25
$\begingroup$

Let $(M,g)$ be a Riemannian manifold of dimension $n$ with Riemannian connection $\nabla,$ and let $p \in M.$ Show that there exists a neighborhood $U \subset M$ of $p$ and $n$ (smooth) vector fields $E_1,...,E_n \in \chi (U),$ orthonormal at each point of $U,$ s.t. at $p,$ $\nabla_{E_i}E_j(p)=0.$

What I've found so far;

Let $V$ be a normal neighborhood at $p.$ Let $(W,x(x_1,...,x_n))$ be a local coordinate system at $p$ s.t. $x(W) \subset V.$ Let $\{X_i:=\frac{\partial}{\partial x_i}\}$ be the standard basis of $T_pM.$ By Gram-Schmidt, there exists an orthonormal basis $\{E_i\}$ of $T_pM.$ Consider the orthonormal frame $E_i(t),$ by parallel transporting $\{E_i(0)=E_i\}$ along a a geodesic $\gamma :I \to M$ starting at $\gamma(0)=p$ and ending in $\gamma(1)=q,$ where $q \in V.$ This gives us an orthonormal frame at each point of $V.$ To satisfy the second condition, let $E_i(t)=\sum_{l}a_{li}X_l$ and $E_j(t)=\sum_{s}b_{sj}(t)X_s.$ Then

$$\nabla_{E_i}E_j=\sum_{k}(\sum_{l,s} a_{li}(t)b_{sj}(t)\Gamma^k_{ls}+E_i(b_{kj}))X_k,$$

where $\Gamma^k_{is}$ are Christoffel symbols.
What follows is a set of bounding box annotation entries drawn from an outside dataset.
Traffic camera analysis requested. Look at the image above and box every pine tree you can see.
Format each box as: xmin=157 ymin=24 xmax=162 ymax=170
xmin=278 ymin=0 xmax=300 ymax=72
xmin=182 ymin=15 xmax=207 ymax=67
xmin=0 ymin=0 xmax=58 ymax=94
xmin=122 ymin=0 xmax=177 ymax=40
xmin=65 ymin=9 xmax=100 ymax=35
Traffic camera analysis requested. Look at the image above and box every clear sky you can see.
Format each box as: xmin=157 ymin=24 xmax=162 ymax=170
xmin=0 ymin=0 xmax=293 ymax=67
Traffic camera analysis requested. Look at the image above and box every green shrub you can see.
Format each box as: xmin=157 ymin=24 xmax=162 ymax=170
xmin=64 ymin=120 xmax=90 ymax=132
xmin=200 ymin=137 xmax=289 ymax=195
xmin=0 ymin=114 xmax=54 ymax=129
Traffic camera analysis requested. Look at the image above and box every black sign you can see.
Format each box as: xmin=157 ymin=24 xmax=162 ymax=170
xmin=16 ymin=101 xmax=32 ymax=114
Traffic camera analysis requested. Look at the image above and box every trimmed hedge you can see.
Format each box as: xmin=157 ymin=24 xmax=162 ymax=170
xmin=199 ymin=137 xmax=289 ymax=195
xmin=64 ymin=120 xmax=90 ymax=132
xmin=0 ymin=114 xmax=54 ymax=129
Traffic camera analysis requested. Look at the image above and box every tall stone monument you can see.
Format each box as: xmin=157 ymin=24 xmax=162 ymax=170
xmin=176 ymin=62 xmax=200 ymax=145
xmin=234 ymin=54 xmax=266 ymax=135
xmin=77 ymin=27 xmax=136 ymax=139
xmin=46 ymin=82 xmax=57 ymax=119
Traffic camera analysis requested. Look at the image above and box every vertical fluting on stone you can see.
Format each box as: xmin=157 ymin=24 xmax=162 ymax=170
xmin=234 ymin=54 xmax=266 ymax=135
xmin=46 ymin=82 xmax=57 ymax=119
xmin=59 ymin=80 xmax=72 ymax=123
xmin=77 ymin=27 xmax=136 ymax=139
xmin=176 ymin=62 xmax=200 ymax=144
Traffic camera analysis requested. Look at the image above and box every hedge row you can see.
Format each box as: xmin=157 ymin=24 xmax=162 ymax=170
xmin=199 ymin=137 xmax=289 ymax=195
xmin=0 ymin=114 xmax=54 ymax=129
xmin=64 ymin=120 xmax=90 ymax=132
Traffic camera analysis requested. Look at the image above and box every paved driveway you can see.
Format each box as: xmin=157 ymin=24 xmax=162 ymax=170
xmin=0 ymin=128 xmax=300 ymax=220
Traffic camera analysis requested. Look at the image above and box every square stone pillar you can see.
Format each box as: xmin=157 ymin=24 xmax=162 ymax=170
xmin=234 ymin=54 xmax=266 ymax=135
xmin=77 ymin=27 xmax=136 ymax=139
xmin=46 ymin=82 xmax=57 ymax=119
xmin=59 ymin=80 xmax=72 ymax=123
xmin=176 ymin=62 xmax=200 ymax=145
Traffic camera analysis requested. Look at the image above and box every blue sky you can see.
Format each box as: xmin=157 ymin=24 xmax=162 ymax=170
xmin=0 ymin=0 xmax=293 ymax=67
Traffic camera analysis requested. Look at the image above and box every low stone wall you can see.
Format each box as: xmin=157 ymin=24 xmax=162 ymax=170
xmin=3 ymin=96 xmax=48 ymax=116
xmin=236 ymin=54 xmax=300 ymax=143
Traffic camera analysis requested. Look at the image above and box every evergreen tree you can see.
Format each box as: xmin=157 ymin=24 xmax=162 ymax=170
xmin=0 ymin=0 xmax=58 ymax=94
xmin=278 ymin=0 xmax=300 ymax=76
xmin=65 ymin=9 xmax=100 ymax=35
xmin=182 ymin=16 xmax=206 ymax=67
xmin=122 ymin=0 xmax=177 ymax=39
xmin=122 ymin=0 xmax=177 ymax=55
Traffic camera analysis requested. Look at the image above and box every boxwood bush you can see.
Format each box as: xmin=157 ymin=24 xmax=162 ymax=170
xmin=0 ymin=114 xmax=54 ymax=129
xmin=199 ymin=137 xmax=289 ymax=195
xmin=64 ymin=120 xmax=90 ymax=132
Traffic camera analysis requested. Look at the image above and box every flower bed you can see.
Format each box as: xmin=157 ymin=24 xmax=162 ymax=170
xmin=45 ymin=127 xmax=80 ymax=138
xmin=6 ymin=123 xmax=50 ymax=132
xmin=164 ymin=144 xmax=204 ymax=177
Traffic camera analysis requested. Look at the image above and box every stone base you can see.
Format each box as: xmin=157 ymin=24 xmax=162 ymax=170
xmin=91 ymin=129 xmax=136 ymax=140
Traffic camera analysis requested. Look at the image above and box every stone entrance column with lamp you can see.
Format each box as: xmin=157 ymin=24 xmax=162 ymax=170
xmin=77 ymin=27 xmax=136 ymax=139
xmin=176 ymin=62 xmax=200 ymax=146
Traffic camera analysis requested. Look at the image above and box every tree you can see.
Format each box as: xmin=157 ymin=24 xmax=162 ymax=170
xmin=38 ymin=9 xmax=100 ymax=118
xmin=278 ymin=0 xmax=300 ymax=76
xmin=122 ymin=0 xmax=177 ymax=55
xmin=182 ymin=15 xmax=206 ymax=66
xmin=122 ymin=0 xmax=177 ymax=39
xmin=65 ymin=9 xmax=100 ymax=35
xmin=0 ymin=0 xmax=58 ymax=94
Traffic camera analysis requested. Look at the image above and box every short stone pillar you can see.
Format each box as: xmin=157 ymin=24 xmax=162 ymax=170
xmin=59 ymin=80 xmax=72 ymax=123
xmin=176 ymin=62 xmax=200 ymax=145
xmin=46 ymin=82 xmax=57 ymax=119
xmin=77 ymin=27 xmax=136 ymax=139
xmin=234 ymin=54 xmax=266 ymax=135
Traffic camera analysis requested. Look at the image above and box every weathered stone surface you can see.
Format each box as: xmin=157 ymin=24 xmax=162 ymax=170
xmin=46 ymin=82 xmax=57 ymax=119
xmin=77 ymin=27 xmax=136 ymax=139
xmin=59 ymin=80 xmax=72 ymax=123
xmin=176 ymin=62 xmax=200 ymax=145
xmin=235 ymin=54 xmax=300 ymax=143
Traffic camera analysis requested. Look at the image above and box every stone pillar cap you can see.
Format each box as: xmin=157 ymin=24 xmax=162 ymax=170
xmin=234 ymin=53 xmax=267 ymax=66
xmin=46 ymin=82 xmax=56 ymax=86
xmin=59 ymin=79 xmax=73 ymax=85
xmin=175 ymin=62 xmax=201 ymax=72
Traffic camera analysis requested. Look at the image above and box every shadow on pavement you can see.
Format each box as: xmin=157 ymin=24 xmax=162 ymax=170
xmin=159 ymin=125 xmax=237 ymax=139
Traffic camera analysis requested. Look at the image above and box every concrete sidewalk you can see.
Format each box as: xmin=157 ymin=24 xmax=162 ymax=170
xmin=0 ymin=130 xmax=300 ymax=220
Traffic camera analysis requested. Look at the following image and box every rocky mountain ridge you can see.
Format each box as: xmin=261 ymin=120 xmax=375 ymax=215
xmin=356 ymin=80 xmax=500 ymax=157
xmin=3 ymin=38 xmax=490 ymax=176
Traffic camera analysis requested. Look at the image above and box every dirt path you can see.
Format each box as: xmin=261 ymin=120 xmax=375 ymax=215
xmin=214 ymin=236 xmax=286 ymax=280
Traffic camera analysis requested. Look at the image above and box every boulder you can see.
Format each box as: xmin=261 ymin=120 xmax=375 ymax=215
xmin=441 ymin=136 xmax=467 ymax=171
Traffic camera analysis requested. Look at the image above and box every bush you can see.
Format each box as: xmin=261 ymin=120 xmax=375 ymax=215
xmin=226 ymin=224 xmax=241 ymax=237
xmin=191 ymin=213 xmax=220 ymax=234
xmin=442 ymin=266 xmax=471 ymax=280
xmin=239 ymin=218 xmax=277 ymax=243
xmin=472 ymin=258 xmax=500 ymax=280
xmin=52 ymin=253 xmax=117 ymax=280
To have $\nabla_{E_i}E_j(p)=0,$ we must have $\sum_{l,s}a_{li}(0)b_{sj}(0)\Gamma^k_{ls}+E_i(b_{kj})(p)=0$ for each $k.$

How can I conclude the argument?

$\endgroup$
10
$\begingroup$

Let $(U,\phi)$ be a coordinate neighborhood of $p$ and let $g_{ij}$ and $\Gamma_{ij}^{k}$ denote the Riemannian metric tensors and the Christoffel symbols, respectively. If we recall that $g_{ij}=(E_i,E_j)$ and $\Gamma_{ij}^{k}=\nabla_{E_i}E_j(E_k)$ for all $1\leq i,j,k\leq n$ (where $M$ is a smooth $n$-manifold and $E_1,\dots,E_n$ are the coordinate frames on $(U,\phi)$), then we need only have $g_{ij}=\delta_{ij}$ on $U$ and $\Gamma_{ij}^{k}(p)=0$.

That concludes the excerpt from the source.